The first thing that Shanley and I noticed when we stepped back aboard Sea Dragon after 5 weeks on shore was the smell. Not rank or foul, or any other number of nasty names, but new – a kind of dampness in the air, that had been missing on shore. I’m not sure if it was a side effect of the cold wet trip to Iceland and then down the north sea, or whether we had just gotten acclimatized to the scent of land, but either way, there it was.

We’ve certainly covered a lot of ground (and smells) while Sea Dragon made her way to Europe – conifers and cedar shavings in Maine, where we learned to build small wooden boats, dense, dripping heat as Hurricane Arthur churned by just a few miles offshore of the house where we were staying in North Carolina, wet mud and dirt from melting snow in Lapland. In between, of course, the man-made smells of transport – the dry, chemical air of an Austrian Airliner across the Atlantic, the smell of old couches on Amtrak, and wet dogs on the Swedish Night Train.

Now we’re back aboard, and I can’t smell the strange scent anymore – is it gone, as we clean and air out the boat? Or are we merely familiarized? Instead all we can smell is the sea, with the familiar soundtrack of the wind generators chattering away in the stern and halyards clapping against the mast.
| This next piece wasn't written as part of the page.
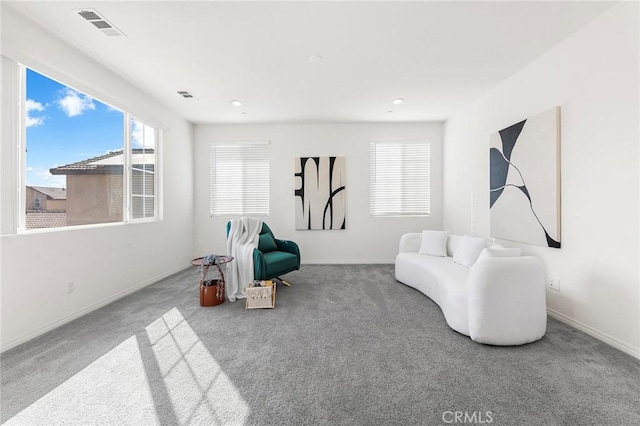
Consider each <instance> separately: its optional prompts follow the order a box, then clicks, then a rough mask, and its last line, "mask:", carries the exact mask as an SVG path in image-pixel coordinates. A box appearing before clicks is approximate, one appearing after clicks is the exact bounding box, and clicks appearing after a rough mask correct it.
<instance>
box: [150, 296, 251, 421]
mask: <svg viewBox="0 0 640 426" xmlns="http://www.w3.org/2000/svg"><path fill="white" fill-rule="evenodd" d="M146 330H147V335H148V337H149V342H150V344H151V348H152V349H153V353H154V355H155V357H156V361H157V363H158V368H159V370H160V374H161V375H162V377H163V379H164V383H165V387H166V389H167V393H168V395H169V398H170V399H171V403H172V405H173V410H174V413H175V417H176V420H177V421H178V424H180V425H187V424H209V425H216V424H224V425H229V424H234V425H239V424H244V423H245V422H246V420H247V418H248V416H249V411H250V410H249V406H248V404H247V403H246V401H245V400H244V399H243V398H242V396H241V395H240V393H239V392H238V390H237V389H236V387H235V386H234V385H233V383H232V382H231V380H230V379H229V377H228V376H227V375H226V374H225V373H224V372H223V371H222V369H221V368H220V365H219V364H218V363H217V362H216V360H215V359H214V358H213V356H212V355H211V353H210V352H209V351H208V350H207V348H206V347H205V346H204V344H203V343H202V342H201V341H200V339H199V338H198V336H197V335H196V333H195V332H194V331H193V329H192V328H191V327H190V326H189V324H188V323H187V321H186V320H185V319H184V317H183V316H182V314H181V313H180V311H179V310H178V309H176V308H173V309H171V310H170V311H168V312H167V313H166V314H164V315H163V316H162V317H160V318H158V319H157V320H156V321H154V322H152V323H151V324H150V325H149V326H147V328H146Z"/></svg>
It was good to get sailing again, up the coast a few miles from Gothenburg towards a rocky cove near Marstrand, effortless motion in the flat water as the afternoon sea breeze built, followed by a swim in the oddly warm sea. We’ll have to work to remember these moments, to keep trying to find them, as we get back into the swing of the research and programs, dealing with all the day to day stressors and concerns that so easily drive me away from the simple pleasures of the sea, make me feel like I am sometimes more of an office dweller with an inefficient office. But today Sea Dragon is no office, anchored amongst the rocks of Sweden’s west coast, with the sun dipping ever so slowly towards the sea.